If you are dealt 3 cards from a shuffled deck of 52 cards, find the probability of getting one queen and two kings. The probability is (Round to six decimal places as needed.)

Step 1 ：We are given a shuffled deck of 52 cards and we are to find the probability of getting one queen and two kings when dealt 3 cards.

Step 2 ：The total number of ways to draw 3 cards from a deck of 52 is given by the combination formula \(C(n, k) = \frac{n!}{k!(n-k)!}\), where n is the total number of items, k is the number of items to choose, and '!' denotes factorial. In this case, n=52 and k=3, which gives us a total of 22100 ways.

Step 3 ：The number of ways to draw one queen from four available is \(C(4, 1)\), which gives us 4 ways.

Step 4 ：The number of ways to draw two kings from four available is \(C(4, 2)\), which gives us 6 ways.

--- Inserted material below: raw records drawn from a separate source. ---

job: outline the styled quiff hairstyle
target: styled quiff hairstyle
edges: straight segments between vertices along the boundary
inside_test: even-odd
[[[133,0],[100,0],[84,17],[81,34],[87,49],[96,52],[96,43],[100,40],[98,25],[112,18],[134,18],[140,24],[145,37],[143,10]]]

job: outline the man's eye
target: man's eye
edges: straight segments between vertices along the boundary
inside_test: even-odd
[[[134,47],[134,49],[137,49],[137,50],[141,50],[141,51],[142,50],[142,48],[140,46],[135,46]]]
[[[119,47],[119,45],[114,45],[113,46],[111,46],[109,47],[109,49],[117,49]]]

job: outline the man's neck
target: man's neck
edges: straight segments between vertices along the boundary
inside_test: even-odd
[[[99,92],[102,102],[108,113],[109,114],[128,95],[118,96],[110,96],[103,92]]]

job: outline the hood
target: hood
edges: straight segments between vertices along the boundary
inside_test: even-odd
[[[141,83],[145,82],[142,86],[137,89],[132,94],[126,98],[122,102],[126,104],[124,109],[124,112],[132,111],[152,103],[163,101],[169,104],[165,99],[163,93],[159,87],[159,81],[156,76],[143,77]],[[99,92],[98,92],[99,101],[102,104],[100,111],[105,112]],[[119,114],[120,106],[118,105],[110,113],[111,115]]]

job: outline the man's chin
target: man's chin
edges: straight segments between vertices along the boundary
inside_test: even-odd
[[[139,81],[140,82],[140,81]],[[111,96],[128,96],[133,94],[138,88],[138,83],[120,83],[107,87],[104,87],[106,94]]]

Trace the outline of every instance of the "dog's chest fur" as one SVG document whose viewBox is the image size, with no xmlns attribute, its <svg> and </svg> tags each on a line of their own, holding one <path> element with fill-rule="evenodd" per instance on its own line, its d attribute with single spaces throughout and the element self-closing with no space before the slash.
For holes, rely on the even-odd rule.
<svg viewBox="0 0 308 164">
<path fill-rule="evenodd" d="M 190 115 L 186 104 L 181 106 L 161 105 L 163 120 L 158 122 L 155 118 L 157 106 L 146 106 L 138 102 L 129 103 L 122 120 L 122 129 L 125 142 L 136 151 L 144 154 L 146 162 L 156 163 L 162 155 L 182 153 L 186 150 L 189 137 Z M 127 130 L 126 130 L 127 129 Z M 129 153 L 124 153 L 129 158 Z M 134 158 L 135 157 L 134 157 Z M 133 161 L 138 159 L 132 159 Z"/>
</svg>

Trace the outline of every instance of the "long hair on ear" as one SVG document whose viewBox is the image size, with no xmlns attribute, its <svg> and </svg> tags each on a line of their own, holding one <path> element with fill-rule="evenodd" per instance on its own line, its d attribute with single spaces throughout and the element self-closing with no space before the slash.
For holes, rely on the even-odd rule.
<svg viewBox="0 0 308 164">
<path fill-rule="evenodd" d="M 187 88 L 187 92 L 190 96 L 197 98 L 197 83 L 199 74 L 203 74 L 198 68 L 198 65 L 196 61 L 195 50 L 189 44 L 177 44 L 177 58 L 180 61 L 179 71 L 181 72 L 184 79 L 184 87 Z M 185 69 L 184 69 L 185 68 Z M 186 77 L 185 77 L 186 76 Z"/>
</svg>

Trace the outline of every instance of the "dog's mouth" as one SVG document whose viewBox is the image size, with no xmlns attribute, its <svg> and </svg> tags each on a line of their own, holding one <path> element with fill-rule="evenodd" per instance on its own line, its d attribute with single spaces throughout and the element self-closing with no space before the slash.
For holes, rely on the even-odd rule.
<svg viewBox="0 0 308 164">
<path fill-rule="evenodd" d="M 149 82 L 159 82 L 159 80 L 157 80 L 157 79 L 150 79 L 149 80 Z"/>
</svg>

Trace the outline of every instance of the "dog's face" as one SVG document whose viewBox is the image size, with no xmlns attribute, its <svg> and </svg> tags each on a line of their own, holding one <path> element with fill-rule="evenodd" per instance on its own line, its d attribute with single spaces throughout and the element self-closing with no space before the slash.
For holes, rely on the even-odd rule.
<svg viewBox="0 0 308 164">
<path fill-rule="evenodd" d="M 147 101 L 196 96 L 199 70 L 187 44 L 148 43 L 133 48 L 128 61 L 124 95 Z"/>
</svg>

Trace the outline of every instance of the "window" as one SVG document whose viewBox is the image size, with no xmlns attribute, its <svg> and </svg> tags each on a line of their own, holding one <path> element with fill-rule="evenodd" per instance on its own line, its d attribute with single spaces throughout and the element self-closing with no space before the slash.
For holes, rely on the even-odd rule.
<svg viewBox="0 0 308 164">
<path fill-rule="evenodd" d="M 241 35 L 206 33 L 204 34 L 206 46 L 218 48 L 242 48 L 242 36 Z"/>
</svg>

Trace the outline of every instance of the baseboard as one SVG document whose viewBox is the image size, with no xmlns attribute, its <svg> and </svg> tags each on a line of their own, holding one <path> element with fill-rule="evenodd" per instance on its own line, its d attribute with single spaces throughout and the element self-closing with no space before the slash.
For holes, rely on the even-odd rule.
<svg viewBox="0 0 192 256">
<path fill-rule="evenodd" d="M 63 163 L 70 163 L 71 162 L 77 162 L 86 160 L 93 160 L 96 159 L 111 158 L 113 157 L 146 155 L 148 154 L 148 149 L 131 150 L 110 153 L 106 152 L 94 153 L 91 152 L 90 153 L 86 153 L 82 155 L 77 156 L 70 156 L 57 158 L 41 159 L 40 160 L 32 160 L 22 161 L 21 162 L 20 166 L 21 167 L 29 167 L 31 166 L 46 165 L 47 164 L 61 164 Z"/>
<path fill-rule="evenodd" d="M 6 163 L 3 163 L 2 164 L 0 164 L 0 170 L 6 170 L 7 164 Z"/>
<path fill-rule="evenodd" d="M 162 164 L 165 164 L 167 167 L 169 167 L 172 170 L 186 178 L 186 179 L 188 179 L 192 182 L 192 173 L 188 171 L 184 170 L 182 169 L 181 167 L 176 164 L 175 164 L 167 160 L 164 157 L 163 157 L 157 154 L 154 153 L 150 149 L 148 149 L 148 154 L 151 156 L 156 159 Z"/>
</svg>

Step 5 ：The probability of both events occurring is the product of their individual probabilities. Therefore, the probability of drawing one queen and two kings is \(\frac{C(4, 1) * C(4, 2)}{C(52, 3)}\).

Step 6 ：Substituting the values we have, the probability is approximately 0.0010859728506787331.

Step 7 ：Final Answer: The probability of getting one queen and two kings when dealt 3 cards from a shuffled deck of 52 cards is approximately \(\boxed{0.001086}\).